Food emergencies are dramatically compounded when large groups of people flee their homes to escape persecution, armed conflict, environmental degradation or famine, often in combination.
In 2002, the World Food Program's entire $1.2 billion global budget was needed in Africa, largely because of the Ethiopian famine and the political crisis in Zimbabwe. With escalanting conflicts in Liberia and the Democratic Republic of the Congo and food emergencies in Angola an South Africa, an appalling system of triage has developed. As hunger spreads, crises are weighed against one another, and contributions from donor governments are always behind the curve.
|Image adapted from Open Clip Art|
For Jack Ehn, editor of the Insight & Opinion section, the voice of the community was very important. He would often ask representatives of various community organizations to put together Op-Ed pieces on a variety of issues to publish every week.
Here is a joint piece that UNM Prof. Jennifer Moore and I wrote on World Food Day in 2003 Thirteen years ago, we addressed the famine in Ethiopia, a political crisis in Zimbabwe, and a refugee crisis in sub-Saharan Africa. "The needs of sub-Saharan Africa will be best served if we come together as a global community to find long-term solutions to multiple problems in the region," we said in the Op-Ed piece.
So has the situation changed in 2016? Famine subsided in Ethiopia, but climate change and drought have once again put the East African country in peril. Zimbabwe remains in a state of economic and political crisis. What about the refugee situtation? This piece in The Washington Post sheds light on the most recent refugee crisis in sub-Saharan Africa where refugees are fleeing from dire conditions in their country to dangerous places.
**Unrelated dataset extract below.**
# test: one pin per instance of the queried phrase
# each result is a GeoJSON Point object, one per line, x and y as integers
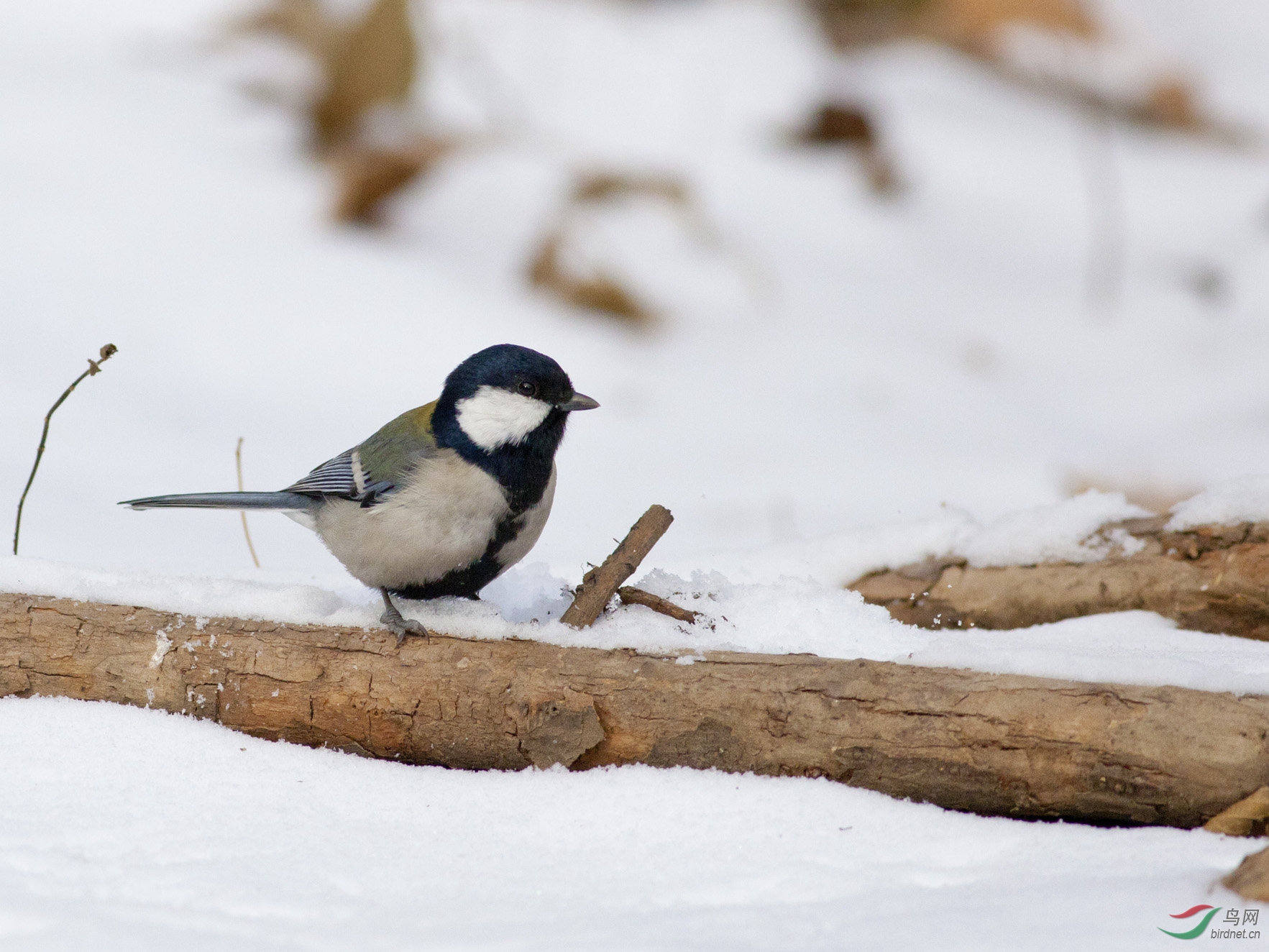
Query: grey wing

According to the report, 43,000 South Sudanese refugees have fled to Darfur and 100,000 Ethiopians and Somalis traveled by boat to Yemen, and nearly 5,000 citizens of Congo were seeking refuge in the Central African Republic.
So let's repeat what we said in 2003. "The needs of sub-Saharan Africa will be best served if we come together as a global community to find long-term solutions to multiple problems in the region.